Vast majority of LPs opt to sell in H1 continuation fund deals

A combination of record deployment by PE managers and slower exit activity is creating a need for liquidity among LPs, according to Lazard.

The vast majority of limited partners are opting to sell when continuation funds are being put to them as they look for liquidity in a cash-strapped environment.

Limited partners sold approximately 90 percent of the time in continuation fund transactions during the first half, a “significant increase” on prior periods, according to estimates from Lazard.

This is driven by a combination of record deployment and slower exit activity, the secondaries adviser noted in its sponsor-led secondary market first half review. US and European private equity deal volumes in the first half were already at around 51 percent of 2021’s total. Exit values, however, were at 25 percent of 2021’s full year totals across both regions.

“While this potential ‘liquidity squeeze’ might not be felt immediately by LPs (given the use of fund financing facilities), it is still likely that cashflows from PE will be negative in 2022 for only the third time in the last 12 years,” Lazard noted.

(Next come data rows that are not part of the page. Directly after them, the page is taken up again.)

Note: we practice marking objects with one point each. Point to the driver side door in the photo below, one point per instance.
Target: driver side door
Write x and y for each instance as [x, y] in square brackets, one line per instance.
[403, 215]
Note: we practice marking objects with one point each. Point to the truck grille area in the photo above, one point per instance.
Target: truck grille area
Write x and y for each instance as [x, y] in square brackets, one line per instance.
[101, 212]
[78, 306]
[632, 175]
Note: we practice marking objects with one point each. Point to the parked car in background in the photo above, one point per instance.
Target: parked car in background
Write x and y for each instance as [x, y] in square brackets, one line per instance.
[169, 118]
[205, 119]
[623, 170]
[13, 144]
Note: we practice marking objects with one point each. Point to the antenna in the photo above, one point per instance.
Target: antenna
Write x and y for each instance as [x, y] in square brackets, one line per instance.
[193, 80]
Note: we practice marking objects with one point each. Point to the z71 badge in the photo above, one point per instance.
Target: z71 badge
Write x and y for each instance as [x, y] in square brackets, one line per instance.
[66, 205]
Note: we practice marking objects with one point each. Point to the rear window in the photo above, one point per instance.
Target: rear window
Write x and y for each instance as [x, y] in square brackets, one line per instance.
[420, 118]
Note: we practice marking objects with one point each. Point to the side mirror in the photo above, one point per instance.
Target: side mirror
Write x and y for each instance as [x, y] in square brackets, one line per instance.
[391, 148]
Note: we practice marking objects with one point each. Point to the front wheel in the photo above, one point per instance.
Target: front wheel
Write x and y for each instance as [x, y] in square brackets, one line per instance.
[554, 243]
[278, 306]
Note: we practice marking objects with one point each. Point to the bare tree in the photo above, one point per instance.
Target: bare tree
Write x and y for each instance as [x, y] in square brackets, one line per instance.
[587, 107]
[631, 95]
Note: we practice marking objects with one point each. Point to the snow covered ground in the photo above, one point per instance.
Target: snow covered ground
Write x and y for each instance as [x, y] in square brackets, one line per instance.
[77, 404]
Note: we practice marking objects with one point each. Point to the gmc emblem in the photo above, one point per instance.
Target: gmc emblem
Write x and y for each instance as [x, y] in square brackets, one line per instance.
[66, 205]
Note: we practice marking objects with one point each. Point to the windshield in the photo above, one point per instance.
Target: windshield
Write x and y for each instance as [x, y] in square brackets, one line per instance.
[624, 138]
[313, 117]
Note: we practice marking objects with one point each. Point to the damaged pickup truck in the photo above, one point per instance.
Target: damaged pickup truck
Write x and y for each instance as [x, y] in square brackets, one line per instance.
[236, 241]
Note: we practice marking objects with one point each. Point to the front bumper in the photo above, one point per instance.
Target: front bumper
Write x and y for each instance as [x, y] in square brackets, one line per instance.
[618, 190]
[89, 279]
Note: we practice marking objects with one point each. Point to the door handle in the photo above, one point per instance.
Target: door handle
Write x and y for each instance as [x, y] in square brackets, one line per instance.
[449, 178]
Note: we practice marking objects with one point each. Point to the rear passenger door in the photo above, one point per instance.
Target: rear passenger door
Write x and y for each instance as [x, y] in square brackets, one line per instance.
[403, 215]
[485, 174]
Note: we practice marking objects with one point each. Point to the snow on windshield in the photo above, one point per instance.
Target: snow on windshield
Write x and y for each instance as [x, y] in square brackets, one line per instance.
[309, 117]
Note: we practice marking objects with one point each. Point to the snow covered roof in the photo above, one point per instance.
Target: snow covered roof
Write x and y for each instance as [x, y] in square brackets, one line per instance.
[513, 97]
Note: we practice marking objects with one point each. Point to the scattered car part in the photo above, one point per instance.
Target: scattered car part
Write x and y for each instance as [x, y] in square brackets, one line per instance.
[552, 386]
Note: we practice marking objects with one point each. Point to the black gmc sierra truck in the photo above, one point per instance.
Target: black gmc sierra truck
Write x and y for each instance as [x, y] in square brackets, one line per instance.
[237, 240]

That such a large number of LPs are opting to sell rather than roll is “pretty phenomenal”, Nadira Huda, a managing director within the European Private Capital Advisory group told Secondaries Investor.

“You’ve effectively got LPs looking for ways to generate that additional liquidity to perhaps redeploy into much of the primary fundraising they’re seeing. [Given] the fact that distributions have not quite dried up, but are not anywhere near the record volumes that we saw in 2021, there is this immediate need for capital that I think is manifesting itself in GP-led transactions,” Huda added.

GP-led transactions made up 47 percent of overall secondaries dealflow in the first half, compared with a 61 percent market share across the same period in 2021, according to the report. A total of $59 billion was deployed across all secondaries transactions in H1, up 23 percent compared with the first six months of last year.

Activity ramped up in the second half of 2021 to bring total deployment in the secondaries market to $126 billion, by Lazard’s estimate.

Second-quarter valuations in Europe are looking at this stage to be relatively consistent with the first, which continues to fuel a bid-ask spread as buyers expect steeper discounts to  reflect the decline of public markets. As a result, there could be a flight to high-quality assets in resilient sectors where agreement on pricing is clear.

In Europe, Lazard has had a 100 percent success rate for GP-led transactions it has advised on in the first half, Huda said, but the bar is “exceptionally high” for these transactions, particularly single-asset transfers.

The road to another record

Beyond 2022, the outlook is increasingly optimistic for secondaries. Although respondents surveyed by Lazard expect 2022 volumes to sit below 2021’s heights – with the mid-point estimate being around $115 billion – the majority believe 2023 will be a record year. The average figure respondents expect to be deployed was $153 billion, while conservative estimates placed that figure at $130 billion.

The survey included responses from buyers accounting for more than 80 percent of secondary market capital, a spokesperson for Lazard said.

Approximately 70 percent of the largest firms by historical capital raised are currently out in market with new funds with five secondaries investors targeting more than $10 billion. Lazard estimates over $125 billion will be raised for private equity secondaries in 2022, in line with last year’s figures. “That will drive a lot of the dealmaking behaviour as that pressure to deploy really builds into the first half of next year,” Huda said.